Dagblad van Zuidholland en 's Gravenhage/Jaargang 215/Nummer 97/Vertegenwoordigers van de voornaamste oud-adelijke geslachten

‘Vertegenwoordigers van de voornaamste oud-adelijke geslachten in ons vaderland […] waren heden-ochtend op de begraafplaats Eik en Duinen vereenigd, om getuige te zijn van het bijzetten van […] H. W. baron van Aylva van Pallandt van VVaardenburg en Neerijnen, […]’ door een anonieme schrijver
Afkomstig uit het Dagblad van Zuidholland en 's Gravenhage, dinsdag 26 april 1881, [p. 581]. Publiek domein.

[ 581 ] Vertegenwoordigers van de voornaamste oud-adelijke geslachten in ons vaderland en daaronder verschillende hofdignitarissen, de Ministers van Buitenlandsche Zaken en van Koloniën, enz. enz., waren heden-ochtend op de begraafplaats Eik en Duinen vereenigd, om getuige te zijn van het bijzetten in den familiegrafkelder, van het stoffelijk overschot van den heer H. W. baron van Aylva van Pallandt van VVaardenburg en Neerijnen, in leven Opperkamerheer des Konings, oud lid van de Eerste Kamer der Staten-Generaal enz. enz., vóór eenige dagen alhier plotseling overleden.

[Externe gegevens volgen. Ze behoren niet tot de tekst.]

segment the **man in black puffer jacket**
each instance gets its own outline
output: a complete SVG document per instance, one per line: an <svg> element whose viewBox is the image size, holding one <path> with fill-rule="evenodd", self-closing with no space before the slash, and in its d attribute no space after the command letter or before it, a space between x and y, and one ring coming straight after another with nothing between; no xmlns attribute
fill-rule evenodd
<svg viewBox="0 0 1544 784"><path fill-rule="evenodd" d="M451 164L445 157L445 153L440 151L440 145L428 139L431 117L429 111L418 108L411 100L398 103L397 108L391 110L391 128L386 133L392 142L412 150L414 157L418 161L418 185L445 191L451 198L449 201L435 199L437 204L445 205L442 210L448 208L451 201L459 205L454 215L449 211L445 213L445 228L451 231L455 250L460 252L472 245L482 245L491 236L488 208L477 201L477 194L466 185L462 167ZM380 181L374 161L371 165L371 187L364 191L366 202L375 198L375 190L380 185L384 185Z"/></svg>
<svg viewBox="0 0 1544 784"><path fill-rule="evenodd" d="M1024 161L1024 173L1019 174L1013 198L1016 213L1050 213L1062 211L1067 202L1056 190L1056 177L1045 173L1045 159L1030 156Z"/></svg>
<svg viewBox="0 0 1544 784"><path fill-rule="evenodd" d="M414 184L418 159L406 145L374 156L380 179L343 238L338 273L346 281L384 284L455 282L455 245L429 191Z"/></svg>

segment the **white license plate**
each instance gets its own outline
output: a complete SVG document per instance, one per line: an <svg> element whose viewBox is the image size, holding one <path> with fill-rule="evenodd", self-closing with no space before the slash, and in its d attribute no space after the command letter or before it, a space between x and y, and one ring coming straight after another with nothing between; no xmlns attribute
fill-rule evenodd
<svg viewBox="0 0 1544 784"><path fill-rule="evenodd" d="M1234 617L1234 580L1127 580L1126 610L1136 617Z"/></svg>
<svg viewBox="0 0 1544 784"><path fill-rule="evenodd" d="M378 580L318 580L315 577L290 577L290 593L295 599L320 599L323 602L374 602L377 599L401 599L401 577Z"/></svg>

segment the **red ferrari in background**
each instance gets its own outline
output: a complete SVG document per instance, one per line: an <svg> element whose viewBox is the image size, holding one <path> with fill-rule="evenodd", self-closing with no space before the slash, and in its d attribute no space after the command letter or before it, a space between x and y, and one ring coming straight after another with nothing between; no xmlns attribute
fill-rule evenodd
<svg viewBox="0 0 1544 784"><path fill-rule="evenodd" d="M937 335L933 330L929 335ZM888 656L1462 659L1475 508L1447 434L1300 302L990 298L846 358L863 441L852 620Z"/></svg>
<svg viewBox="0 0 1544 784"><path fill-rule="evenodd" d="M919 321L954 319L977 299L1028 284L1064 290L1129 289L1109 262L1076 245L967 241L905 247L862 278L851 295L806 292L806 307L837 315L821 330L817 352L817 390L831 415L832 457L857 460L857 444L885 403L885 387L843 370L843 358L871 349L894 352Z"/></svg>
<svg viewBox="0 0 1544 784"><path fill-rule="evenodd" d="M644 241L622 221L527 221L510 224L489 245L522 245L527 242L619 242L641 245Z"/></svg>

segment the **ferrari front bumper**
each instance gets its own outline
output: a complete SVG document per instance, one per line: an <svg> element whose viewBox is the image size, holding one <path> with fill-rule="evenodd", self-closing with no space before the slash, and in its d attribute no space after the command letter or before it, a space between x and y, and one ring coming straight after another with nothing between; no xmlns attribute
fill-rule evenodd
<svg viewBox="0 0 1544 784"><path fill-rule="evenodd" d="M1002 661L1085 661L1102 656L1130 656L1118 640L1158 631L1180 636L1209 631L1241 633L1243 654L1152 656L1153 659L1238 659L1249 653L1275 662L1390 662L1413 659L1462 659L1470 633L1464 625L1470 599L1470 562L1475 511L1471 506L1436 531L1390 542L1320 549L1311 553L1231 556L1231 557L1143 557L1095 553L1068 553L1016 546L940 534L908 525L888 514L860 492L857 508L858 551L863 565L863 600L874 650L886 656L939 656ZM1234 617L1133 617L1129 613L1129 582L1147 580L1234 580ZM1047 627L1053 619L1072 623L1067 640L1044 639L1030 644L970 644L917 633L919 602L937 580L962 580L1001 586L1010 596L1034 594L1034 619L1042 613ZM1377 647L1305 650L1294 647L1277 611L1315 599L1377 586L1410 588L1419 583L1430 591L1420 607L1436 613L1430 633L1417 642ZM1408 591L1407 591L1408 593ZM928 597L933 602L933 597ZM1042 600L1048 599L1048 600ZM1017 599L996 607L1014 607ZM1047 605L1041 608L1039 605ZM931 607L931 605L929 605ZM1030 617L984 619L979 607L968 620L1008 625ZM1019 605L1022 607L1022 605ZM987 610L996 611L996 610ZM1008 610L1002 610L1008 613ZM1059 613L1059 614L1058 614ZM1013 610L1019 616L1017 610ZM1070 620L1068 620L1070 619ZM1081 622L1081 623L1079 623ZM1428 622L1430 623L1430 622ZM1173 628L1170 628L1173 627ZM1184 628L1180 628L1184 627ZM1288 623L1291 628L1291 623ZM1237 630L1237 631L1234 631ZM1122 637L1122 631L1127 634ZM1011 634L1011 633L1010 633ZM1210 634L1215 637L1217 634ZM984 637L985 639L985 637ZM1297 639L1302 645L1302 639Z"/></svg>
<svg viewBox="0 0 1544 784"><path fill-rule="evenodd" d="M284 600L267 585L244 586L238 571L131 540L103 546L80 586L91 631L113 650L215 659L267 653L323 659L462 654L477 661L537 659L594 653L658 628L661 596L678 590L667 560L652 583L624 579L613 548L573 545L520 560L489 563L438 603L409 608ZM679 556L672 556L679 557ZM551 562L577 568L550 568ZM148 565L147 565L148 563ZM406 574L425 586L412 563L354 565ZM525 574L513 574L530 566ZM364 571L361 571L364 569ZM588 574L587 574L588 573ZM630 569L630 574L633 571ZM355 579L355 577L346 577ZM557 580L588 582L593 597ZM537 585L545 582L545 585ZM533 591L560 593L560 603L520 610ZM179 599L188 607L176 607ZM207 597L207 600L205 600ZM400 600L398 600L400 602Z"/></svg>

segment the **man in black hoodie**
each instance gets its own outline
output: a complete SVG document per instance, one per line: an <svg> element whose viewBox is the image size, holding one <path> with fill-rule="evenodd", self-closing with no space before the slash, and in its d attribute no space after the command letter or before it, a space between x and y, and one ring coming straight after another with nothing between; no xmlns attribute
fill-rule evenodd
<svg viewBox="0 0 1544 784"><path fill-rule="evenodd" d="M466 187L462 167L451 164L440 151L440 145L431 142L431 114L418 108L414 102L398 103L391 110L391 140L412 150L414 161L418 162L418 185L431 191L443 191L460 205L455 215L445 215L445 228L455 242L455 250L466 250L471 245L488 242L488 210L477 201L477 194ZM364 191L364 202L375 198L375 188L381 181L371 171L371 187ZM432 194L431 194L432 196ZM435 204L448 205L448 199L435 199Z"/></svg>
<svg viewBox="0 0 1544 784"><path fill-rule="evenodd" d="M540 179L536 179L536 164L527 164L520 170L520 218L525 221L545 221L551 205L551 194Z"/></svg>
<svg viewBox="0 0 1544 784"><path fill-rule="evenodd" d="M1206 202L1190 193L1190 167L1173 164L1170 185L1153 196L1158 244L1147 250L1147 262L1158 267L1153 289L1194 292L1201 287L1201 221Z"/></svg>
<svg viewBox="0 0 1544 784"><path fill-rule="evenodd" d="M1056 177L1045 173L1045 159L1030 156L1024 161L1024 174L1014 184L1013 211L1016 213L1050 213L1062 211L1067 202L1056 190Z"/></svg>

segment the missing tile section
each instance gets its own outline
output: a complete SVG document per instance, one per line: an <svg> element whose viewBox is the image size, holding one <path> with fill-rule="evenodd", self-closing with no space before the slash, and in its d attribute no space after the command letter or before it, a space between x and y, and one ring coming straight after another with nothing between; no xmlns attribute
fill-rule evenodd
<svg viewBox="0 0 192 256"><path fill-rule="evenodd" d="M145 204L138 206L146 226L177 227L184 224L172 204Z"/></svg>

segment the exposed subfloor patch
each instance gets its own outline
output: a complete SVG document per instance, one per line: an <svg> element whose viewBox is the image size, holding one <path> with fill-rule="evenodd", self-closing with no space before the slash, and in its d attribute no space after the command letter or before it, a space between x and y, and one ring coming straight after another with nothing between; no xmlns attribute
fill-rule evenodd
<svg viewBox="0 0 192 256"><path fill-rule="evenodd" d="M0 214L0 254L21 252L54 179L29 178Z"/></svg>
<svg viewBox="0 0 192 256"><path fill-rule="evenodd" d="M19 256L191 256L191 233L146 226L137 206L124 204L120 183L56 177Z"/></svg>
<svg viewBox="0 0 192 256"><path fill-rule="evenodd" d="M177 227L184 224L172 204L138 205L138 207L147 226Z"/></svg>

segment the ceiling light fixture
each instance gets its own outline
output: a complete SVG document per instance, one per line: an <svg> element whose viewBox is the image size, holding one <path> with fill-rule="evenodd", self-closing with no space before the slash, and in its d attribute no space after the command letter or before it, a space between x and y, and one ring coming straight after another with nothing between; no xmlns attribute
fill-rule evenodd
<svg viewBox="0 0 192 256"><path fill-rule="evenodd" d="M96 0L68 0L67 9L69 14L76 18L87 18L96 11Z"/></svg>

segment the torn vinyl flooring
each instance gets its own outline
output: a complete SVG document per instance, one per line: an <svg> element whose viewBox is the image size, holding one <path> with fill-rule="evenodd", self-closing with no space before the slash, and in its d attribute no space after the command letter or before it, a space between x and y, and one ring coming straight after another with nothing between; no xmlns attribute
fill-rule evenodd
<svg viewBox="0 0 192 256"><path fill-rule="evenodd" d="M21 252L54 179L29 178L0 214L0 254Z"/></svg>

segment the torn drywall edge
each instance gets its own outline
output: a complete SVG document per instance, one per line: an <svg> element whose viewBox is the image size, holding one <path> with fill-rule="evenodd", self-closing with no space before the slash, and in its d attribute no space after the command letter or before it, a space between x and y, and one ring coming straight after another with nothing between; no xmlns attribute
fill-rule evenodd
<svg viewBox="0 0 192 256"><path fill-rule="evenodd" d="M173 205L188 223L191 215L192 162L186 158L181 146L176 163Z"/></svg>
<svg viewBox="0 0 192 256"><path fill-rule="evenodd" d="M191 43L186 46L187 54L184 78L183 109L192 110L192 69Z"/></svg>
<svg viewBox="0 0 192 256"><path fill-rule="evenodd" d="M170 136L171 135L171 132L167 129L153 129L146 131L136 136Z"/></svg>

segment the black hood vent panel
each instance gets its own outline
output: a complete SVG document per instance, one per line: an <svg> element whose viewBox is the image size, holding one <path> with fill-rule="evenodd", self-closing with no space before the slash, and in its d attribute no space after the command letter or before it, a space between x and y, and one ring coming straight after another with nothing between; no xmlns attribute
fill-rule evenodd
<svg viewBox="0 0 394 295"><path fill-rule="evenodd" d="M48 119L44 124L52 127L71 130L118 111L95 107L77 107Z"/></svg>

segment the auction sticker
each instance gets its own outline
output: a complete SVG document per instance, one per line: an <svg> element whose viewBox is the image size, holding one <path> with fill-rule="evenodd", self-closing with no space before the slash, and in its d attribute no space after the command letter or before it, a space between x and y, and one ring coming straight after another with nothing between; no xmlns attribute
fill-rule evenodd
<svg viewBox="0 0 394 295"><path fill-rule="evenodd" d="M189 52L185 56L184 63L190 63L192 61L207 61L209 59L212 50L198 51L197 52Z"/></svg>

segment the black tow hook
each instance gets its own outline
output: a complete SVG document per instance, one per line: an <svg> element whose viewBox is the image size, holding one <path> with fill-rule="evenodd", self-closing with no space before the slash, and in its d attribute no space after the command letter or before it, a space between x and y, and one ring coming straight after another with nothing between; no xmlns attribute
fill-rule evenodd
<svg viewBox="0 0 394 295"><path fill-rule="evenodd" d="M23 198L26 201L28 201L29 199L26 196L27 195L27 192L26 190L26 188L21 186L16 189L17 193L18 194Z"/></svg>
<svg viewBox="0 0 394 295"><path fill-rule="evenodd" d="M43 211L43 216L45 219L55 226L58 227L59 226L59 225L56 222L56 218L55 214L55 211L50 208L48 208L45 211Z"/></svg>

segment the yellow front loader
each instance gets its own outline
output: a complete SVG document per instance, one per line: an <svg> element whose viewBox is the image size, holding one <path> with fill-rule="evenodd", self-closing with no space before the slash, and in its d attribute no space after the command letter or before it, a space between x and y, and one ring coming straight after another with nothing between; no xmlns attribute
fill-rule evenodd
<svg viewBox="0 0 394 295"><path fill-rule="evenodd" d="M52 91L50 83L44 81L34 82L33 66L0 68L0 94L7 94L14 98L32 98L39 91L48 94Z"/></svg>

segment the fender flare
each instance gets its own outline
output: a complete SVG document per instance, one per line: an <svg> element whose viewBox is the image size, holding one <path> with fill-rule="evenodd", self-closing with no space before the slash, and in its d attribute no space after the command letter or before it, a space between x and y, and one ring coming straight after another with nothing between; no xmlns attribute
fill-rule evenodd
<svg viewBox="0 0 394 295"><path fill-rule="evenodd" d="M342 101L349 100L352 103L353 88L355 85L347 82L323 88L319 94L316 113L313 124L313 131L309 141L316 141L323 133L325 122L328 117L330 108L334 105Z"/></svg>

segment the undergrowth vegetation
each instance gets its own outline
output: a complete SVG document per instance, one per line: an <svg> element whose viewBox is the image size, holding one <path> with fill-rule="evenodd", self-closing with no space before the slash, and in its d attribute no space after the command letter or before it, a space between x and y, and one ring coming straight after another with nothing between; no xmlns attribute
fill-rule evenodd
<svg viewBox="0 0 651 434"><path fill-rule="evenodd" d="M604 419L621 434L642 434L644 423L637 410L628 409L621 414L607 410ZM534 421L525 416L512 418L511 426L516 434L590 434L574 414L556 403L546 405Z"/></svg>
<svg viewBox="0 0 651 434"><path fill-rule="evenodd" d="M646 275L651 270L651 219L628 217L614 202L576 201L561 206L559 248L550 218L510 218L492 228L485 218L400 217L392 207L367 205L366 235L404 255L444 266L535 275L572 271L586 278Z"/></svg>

Ten half twaalf ure ongeveer kwam de deftige begrafenisstoet op den doodenakker aan.
Onmiddellijk achter den lijkwagen volgde een Koninklijk rijtuig, waarin Zr. Ms. Vertegenwoordiger, HDs. adjudant, luit.-kolonel Alewijn, en daarachter een rijtuig, waarin de Vertegenwoordiger van Z. K. H. den Prins van Oranje, luit.-kolonel W. C. Hojel, het stoffelijk overblijfsel van den overledene naar de laatste rustplaats volgden.
Aan de geopende groeve werd het eerst het woord gevoerd door ds. Knottnerus, die den overledene schetste als godsdienstig en geloovig man, als braaf vaderlander en aanhanger van het Huis van Oranje en als een der trouwste vrienden van Z. M. den Koning. Spr. deed gevoelen hoe de echtgenoote van den overledene, zelf eerst kortelings van een zwaar ziekbed opgerigt, diep getroffen was door dit plotseling afsterven. Hij smeekte troost en kracht voor haar van den hemel af en wenschte die ook aan de overige betrekkingen van den overledene toe.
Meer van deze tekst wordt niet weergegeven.